Numéro d'arrêt : 24944
Numéro NOR : CETATEXT000007682907 ?
Identifiant URN:LEX : urn:lex;fr;conseil.etat;arret;1984-03-21;24944 ?

Analyses :

RJ1 DOMAINE - DOMAINE PUBLIC - CONSISTANCE - BIENS FAISANT PARTIE DU DOMAINE PUBLIC - Domaine public d'un établissement public - Immeuble appartenant à cet établissement - affecté à l'usage direct du public et spécialement aménagé à cet effet [1] - "Dalle centrale" de la place de la Défense.

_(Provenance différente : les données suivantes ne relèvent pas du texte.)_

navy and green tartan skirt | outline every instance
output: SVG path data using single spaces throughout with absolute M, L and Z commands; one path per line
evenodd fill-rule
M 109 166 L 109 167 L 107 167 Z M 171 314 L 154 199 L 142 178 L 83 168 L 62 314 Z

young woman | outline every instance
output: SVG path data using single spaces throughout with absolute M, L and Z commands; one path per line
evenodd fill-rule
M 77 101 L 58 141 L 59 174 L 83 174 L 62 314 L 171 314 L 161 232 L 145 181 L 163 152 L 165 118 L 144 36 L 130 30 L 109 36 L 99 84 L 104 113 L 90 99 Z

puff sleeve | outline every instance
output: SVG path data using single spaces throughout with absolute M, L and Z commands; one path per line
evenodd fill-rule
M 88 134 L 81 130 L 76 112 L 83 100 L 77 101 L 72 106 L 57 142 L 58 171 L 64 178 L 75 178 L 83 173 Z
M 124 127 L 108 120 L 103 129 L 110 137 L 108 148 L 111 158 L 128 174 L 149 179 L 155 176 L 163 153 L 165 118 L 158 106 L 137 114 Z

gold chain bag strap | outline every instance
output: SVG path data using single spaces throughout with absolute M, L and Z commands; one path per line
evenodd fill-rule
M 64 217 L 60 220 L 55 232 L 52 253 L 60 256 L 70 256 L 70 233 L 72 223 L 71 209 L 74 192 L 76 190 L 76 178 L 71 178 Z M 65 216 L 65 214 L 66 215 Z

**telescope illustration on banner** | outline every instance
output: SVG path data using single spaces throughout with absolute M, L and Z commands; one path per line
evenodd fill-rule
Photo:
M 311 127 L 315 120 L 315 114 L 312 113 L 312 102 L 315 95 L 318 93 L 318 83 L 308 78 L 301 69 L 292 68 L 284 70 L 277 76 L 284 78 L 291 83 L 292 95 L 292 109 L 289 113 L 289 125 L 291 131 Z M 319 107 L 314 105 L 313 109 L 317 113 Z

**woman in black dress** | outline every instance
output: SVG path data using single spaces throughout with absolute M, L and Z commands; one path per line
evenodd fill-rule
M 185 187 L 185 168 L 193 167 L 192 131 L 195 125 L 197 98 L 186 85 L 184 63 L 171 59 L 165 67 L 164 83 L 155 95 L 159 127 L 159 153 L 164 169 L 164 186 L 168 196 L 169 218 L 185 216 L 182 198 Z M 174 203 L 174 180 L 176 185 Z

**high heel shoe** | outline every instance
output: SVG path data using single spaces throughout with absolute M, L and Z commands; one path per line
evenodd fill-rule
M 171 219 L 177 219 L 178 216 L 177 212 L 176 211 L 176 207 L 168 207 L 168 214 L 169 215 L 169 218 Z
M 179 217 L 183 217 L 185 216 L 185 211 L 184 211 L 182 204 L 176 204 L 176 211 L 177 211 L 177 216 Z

24-01-01-02, 33-02 L'immeuble dit "Dalle centrale" de la place de la Défense a été construit pour être affecté à l'usage direct du public et a été spécialement aménagé à cet effet. Cet immeuble, dont l'établissement public d'aménagement de la région de la Défense est propriétaire, fait partie du domaine public de cet établissement.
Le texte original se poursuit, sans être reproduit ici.